The technical exploitation of this vulnerability occurs through improper input validation that fails to adequately check or sanitize data provided by authenticated users. When users interact with the Neural Compressor software, particularly through its command-line interfaces or configuration file processing capabilities, the system does not sufficiently validate the integrity and legitimacy of incoming data. This weakness allows an authenticated user with adjacent access to craft malicious inputs that can manipulate the software's internal operations. The flaw operates at the boundary between user input and system processing, where insufficient validation enables attackers to inject crafted parameters that can alter the software's execution flow or modify critical system components. According to CWE classification, this vulnerability aligns with CWE-20, which describes "Improper Input Validation" as a fundamental weakness that occurs when software does not properly validate inputs received from external sources.

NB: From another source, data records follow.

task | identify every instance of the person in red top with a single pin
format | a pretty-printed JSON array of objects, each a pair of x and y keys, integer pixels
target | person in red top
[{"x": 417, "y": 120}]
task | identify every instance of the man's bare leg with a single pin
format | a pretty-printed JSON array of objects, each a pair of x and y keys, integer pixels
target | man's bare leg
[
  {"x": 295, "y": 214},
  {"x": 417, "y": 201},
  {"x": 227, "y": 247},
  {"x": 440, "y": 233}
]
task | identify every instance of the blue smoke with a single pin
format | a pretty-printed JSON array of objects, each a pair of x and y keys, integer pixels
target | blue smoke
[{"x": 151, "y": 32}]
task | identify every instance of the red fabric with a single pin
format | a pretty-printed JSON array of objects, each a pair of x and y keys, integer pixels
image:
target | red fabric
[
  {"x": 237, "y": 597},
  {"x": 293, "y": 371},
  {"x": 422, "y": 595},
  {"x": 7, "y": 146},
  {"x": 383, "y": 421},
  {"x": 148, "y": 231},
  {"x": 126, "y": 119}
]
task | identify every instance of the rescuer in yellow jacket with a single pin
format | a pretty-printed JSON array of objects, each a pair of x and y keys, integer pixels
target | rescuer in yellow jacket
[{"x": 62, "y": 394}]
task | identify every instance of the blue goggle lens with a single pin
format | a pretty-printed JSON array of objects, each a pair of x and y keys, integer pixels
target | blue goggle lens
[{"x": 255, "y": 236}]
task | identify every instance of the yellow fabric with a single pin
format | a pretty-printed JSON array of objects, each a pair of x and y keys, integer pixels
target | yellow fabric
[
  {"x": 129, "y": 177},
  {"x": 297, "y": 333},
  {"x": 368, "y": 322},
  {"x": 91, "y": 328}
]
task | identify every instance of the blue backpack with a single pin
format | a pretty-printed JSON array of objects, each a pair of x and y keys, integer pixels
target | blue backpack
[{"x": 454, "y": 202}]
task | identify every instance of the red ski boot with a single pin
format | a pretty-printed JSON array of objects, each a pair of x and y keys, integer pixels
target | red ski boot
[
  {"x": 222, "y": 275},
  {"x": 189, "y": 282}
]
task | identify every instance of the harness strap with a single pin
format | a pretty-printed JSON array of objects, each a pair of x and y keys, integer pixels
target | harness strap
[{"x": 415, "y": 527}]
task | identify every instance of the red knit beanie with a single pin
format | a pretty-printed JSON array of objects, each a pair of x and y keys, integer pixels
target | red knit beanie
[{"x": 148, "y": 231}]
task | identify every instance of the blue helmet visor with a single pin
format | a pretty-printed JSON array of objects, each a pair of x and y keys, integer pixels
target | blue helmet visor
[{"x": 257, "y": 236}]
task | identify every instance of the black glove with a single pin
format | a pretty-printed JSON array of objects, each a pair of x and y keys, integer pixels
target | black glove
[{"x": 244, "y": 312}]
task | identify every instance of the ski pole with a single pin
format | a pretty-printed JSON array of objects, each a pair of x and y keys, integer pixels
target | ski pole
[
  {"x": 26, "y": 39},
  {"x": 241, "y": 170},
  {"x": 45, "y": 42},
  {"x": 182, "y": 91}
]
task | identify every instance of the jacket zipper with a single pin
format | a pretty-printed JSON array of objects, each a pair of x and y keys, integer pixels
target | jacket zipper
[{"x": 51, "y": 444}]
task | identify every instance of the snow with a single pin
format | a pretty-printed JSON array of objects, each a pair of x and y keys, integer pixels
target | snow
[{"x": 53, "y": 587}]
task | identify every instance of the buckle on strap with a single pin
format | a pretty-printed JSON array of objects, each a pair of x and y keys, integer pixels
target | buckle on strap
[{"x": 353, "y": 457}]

The operational impact of CVE-2024-36284 extends beyond simple privilege escalation, as it fundamentally compromises the integrity of the machine learning optimization pipeline. An attacker who successfully exploits this vulnerability can potentially gain elevated privileges within the system, allowing them to execute arbitrary code with higher privileges than initially granted. This escalation of privilege capability becomes particularly dangerous in environments where the Neural Compressor software is used for production model optimization, as it could enable attackers to modify optimization parameters, inject malicious code into optimized models, or gain unauthorized access to sensitive data. The adjacent access requirement means that attackers must be physically present or have network access to the system, but once inside, they can leverage this vulnerability to significantly compromise system integrity. The vulnerability's impact is further amplified when considering that Neural Compressor is often used in enterprise environments where model optimization is a critical component of machine learning workflows, making the attack surface particularly valuable for adversaries seeking persistent access to computational resources.

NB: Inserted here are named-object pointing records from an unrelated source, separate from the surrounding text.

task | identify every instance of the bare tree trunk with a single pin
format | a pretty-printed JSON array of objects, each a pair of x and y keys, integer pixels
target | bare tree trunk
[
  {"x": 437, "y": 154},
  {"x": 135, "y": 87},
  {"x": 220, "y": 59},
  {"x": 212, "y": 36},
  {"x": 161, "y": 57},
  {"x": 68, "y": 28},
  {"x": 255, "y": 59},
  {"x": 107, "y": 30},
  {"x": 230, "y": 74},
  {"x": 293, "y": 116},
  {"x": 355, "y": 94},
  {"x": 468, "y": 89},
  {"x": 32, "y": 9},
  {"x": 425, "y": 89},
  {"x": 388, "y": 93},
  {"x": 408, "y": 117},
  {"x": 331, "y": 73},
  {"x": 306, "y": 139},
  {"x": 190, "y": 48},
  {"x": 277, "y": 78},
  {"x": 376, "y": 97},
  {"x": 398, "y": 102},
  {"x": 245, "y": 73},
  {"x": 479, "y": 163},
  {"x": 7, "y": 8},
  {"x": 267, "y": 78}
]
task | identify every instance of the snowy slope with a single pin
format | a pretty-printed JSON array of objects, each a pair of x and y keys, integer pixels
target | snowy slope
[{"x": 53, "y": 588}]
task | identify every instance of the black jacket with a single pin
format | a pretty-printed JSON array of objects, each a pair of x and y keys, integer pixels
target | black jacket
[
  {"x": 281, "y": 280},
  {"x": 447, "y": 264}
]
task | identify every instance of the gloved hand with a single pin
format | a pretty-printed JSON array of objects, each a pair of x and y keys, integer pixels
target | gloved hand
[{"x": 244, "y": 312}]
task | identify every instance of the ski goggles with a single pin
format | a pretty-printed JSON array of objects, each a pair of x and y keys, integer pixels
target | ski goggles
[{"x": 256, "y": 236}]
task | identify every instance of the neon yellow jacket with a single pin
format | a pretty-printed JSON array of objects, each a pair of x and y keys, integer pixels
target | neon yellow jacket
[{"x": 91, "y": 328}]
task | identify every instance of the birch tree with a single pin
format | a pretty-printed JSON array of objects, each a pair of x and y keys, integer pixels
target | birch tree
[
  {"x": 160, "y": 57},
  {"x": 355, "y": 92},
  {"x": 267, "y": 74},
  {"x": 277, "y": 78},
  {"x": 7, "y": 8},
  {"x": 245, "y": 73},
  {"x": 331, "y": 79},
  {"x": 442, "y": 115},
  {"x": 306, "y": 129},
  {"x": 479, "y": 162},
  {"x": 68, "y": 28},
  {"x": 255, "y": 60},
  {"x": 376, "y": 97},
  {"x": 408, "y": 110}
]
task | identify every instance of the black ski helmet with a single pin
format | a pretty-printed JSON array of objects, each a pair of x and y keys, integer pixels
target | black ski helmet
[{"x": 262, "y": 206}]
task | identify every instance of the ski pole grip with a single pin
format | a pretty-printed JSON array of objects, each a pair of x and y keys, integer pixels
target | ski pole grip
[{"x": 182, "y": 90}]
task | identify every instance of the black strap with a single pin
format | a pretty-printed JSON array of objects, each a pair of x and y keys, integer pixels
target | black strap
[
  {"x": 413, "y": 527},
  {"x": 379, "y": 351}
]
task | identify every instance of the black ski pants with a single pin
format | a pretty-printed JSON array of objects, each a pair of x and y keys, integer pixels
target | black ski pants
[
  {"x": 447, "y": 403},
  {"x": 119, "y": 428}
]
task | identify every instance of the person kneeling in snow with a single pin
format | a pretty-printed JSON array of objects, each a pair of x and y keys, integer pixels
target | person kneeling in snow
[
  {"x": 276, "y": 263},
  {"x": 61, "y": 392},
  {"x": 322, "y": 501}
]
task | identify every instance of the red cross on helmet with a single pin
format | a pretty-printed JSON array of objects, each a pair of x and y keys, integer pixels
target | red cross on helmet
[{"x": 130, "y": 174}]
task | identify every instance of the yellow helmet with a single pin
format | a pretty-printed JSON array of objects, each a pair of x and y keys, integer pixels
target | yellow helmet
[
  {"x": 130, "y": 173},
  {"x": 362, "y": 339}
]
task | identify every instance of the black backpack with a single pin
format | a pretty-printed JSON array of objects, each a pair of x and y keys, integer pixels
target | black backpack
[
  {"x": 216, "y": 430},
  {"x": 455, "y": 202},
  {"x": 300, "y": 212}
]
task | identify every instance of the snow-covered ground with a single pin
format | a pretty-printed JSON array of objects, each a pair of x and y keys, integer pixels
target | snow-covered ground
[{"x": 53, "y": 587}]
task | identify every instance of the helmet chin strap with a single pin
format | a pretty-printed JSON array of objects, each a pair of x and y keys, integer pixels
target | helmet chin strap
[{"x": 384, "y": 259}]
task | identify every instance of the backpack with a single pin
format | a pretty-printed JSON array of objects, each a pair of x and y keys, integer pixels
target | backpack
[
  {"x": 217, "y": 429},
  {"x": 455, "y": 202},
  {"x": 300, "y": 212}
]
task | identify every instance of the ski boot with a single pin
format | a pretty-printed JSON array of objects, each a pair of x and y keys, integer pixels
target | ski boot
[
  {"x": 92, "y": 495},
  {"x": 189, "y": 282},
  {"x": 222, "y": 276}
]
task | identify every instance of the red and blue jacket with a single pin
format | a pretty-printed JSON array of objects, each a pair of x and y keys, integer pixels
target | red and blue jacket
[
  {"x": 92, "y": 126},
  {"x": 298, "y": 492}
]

Mitigation strategies for CVE-2024-36284 primarily focus on immediate software updates and access control measures. Organizations should prioritize upgrading to Intel Neural Compressor version v3.0 or later, which contains the necessary patches to address the input validation deficiencies. Additionally, implementing strict access controls and network segmentation can help limit the attack surface by restricting adjacent access to systems running the vulnerable software. Security teams should also consider monitoring for unusual input patterns or configuration changes that might indicate exploitation attempts. The vulnerability's classification under ATT&CK technique T1068, "Exploitation for Privilege Escalation," emphasizes the need for comprehensive monitoring of privilege-related activities. Network administrators should implement least privilege principles for users who require access to Neural Compressor functionality, ensuring that only authorized personnel can interact with the software. Regular security assessments and vulnerability scanning should be conducted to identify any other potentially affected systems within the organization's infrastructure, as the issue may persist in other components of Intel's machine learning optimization toolchain.